Steampunk -- A First Attempt

01/23/11  SUCCESS!

I can not explain what an amazing evening the Edwardian Ball was a feast for the eyes at every turn.  The sheer volume of creativity was astounding.  Everything was just amazing!

I added to the Steampunk feel a few things:

- very delicate silk crochet gloves
- walking stick (world market find--it was broken so I got a great deal then screwed in a draw pull as a finial)
- a glass locket with a curl of hair hung from black ribbon (home made mourning jewelery--don't worry nobody died)
- a course silver rope necklace with a keyhole locket (from Michaels)
- a single "white out" contact to give a macabre look to the whole thing.

The evening got very warm so eventually I removed my jacket.  I was very tightly laced into my Vollers corset so there was an abundance of cleavage -- but the setting was appropriate for such a display.  I would not display such cleavage at a historically correct period function.  Here are some pictures with some other of the costume goers.

Getting ready to leave this shot shows the back bustle which although draped differently than my original plan still came out well enough.  I was bothered that my hair-piece didn't look so great because I did not pomade my hair, but then again it was dark most of the evening so that was a detail that most likely wasn't too glaring.

01/22/11  Tonight is the is the website if anyone is interested:           
The outfit has come out well, right now I don't have photos of the finished project but will have those after the fact.  Historically it is a disaster....a little bit of this and a little bit of that, a mishmash of 1880s - 1910.  But Steampunk doesn't have to be correct.  Getting the bustle right was a bit of a challenge and I'm not sure I really am thrilled about the finished is different that the photos above...closer to the body with both soft and angular edges.  I did like the boned gusset at the bottom.  It definitely has a Cirque feel to it.  Photos will be updated soon. 

December 2010:
Going to the SF Edwardian Ball at the end of January, 2011, I wanted something darker to wear.
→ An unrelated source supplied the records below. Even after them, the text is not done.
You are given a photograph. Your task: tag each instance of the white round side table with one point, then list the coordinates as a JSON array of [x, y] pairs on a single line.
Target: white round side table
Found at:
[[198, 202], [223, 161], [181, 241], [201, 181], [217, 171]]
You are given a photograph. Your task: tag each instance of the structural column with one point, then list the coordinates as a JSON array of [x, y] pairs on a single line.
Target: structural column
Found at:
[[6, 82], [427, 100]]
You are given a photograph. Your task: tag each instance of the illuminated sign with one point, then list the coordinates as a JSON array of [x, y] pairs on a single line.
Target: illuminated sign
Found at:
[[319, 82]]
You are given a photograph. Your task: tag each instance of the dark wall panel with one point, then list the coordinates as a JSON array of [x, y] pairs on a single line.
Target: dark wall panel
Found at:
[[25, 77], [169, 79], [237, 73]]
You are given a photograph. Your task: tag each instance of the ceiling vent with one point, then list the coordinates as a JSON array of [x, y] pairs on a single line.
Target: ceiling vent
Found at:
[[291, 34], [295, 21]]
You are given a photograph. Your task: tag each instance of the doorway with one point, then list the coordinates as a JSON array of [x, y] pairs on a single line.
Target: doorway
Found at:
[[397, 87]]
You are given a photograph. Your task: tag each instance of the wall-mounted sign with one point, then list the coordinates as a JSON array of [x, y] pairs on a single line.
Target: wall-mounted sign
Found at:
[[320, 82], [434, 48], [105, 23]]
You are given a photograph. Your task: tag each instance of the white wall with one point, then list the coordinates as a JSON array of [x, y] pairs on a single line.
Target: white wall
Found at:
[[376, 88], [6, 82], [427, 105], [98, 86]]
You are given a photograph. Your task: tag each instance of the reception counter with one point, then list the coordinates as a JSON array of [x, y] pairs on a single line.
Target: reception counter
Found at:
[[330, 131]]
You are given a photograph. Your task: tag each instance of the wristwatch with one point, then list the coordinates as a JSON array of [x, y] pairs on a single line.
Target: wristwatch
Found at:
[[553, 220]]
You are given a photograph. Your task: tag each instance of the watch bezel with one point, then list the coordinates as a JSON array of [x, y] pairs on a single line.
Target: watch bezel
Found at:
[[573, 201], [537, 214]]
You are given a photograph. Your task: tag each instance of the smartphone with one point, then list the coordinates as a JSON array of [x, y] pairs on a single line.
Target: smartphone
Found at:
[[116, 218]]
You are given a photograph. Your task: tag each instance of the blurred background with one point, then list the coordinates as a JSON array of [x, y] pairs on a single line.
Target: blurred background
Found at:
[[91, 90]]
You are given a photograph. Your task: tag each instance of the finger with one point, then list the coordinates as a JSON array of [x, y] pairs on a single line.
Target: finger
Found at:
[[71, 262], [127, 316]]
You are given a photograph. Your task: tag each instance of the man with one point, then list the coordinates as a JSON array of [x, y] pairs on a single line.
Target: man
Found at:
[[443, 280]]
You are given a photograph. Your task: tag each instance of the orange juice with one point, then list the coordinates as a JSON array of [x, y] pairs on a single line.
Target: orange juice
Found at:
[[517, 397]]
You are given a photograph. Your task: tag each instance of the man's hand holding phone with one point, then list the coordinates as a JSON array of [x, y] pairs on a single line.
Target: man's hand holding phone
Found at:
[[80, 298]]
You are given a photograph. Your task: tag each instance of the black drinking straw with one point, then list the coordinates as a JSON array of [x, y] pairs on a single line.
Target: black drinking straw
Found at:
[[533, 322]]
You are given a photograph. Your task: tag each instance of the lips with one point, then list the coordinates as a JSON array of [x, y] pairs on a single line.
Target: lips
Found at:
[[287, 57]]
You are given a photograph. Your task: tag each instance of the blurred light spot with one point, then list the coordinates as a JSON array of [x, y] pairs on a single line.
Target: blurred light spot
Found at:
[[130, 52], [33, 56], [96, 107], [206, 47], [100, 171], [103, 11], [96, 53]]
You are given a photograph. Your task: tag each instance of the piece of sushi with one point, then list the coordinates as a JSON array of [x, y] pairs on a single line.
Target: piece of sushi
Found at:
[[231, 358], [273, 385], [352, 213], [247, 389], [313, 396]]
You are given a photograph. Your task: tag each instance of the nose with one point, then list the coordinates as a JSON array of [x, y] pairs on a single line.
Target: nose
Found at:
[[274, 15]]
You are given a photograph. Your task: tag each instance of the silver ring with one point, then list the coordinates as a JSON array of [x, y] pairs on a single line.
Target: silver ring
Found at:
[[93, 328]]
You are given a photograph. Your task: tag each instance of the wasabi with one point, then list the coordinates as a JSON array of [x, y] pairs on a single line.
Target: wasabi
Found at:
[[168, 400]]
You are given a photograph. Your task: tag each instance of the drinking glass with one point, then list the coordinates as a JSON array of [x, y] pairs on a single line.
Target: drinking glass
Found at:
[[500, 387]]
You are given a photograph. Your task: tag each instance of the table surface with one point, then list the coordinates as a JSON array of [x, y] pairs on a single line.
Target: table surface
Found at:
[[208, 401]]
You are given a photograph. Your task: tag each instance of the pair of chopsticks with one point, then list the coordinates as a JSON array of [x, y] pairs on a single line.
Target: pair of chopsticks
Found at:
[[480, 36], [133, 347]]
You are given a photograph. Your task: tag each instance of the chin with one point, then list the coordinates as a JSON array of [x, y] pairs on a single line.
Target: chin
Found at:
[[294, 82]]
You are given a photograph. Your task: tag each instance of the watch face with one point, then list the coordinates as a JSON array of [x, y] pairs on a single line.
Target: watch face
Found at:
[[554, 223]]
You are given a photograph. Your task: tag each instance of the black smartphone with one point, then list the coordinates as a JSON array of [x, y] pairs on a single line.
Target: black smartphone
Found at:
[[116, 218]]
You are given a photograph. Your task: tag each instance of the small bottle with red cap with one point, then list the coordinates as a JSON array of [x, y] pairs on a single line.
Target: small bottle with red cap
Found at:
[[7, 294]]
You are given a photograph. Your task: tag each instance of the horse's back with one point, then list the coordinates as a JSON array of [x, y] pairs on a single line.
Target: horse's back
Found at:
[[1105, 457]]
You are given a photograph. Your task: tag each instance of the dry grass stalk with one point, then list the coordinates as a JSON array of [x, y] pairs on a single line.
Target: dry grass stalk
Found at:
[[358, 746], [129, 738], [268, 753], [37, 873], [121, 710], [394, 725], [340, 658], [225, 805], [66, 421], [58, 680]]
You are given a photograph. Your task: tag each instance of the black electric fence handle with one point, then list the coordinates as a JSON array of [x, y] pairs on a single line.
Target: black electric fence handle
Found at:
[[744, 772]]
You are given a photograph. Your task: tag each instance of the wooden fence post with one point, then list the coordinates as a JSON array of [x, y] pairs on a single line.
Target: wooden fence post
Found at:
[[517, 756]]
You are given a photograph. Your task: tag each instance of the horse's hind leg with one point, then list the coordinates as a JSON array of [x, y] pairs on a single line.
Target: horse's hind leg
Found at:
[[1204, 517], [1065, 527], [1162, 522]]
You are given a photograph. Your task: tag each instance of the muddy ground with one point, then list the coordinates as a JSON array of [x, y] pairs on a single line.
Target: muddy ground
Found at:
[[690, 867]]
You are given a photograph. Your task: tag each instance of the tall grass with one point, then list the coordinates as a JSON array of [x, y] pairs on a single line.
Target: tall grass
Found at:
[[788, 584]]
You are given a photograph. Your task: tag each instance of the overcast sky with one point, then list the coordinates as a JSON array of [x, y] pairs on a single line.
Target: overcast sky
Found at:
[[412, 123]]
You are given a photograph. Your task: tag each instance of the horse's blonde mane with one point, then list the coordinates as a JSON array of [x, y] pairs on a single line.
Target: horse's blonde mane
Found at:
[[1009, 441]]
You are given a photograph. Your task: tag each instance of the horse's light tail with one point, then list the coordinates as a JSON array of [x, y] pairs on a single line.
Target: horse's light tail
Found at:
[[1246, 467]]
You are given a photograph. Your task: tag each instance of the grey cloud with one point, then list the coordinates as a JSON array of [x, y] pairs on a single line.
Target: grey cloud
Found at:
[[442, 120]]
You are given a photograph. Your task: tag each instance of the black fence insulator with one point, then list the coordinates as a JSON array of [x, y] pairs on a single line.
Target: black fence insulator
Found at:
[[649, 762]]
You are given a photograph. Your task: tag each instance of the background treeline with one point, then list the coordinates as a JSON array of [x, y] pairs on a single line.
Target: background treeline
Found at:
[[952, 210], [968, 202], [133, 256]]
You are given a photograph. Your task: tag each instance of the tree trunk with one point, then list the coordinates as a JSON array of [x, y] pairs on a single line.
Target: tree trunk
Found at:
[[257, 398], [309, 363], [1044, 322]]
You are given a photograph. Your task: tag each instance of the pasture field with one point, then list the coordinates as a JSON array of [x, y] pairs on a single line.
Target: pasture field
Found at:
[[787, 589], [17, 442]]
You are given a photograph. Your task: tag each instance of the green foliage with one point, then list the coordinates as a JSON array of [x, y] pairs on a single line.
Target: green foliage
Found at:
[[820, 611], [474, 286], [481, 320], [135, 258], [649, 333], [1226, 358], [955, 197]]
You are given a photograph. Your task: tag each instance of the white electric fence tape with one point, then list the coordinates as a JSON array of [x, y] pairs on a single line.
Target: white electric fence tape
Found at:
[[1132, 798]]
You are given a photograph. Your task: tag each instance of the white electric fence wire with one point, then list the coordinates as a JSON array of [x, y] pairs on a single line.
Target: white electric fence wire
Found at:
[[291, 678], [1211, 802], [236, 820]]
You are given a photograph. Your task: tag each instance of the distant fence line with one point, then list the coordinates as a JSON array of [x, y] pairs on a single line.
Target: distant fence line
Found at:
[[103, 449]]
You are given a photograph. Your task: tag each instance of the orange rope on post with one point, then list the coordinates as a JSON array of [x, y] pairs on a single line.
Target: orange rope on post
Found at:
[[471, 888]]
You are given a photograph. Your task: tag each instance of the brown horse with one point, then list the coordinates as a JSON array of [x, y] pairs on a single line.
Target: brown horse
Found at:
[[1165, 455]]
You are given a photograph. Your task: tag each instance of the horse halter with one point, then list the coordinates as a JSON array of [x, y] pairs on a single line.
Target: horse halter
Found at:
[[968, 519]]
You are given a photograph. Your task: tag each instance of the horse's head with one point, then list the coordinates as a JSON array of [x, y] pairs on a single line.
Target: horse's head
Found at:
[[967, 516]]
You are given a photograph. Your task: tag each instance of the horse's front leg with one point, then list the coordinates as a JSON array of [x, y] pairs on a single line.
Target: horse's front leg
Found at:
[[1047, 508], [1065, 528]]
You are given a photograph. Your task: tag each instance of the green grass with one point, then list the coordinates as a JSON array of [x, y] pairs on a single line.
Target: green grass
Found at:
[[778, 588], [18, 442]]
I went years ago with a mock late 1890's ballgown which was just too cheery and bright.  This year I decided not to recreate anything authentic but rather do something with a Steampunk/Goth kind of feel.

I knew that I would build this around my Vollers corset.  I found a wonderful pair of lace up black "high button" looking boots, and fab stripped fabric.  Sadly the suit I thought I'd sew wasn't meant to be because the bolt of fabric only had three yards.  This was a stripped fabric with a black herringbone weave background and brown velvet stripes.  It was a bit stiff but not too much so that I couldn't get some drape out of it.

I built the skirt from a contemporary evening skirt pattern.  To get the inset to flare stiffly (and not in any way period correctly) I ran covered boning along the bottom.  I then draped the over skirt and bustle.  The pics are all in a pinned stage, we'll see what the final looks like.

The short jacket was a find on Ebay.  It had some plain see-it-everywhere trim on it which I cut off and replaced with this wonderful upholstery fringe that has a great period look.  Now all I have to do is get everything sewn in place.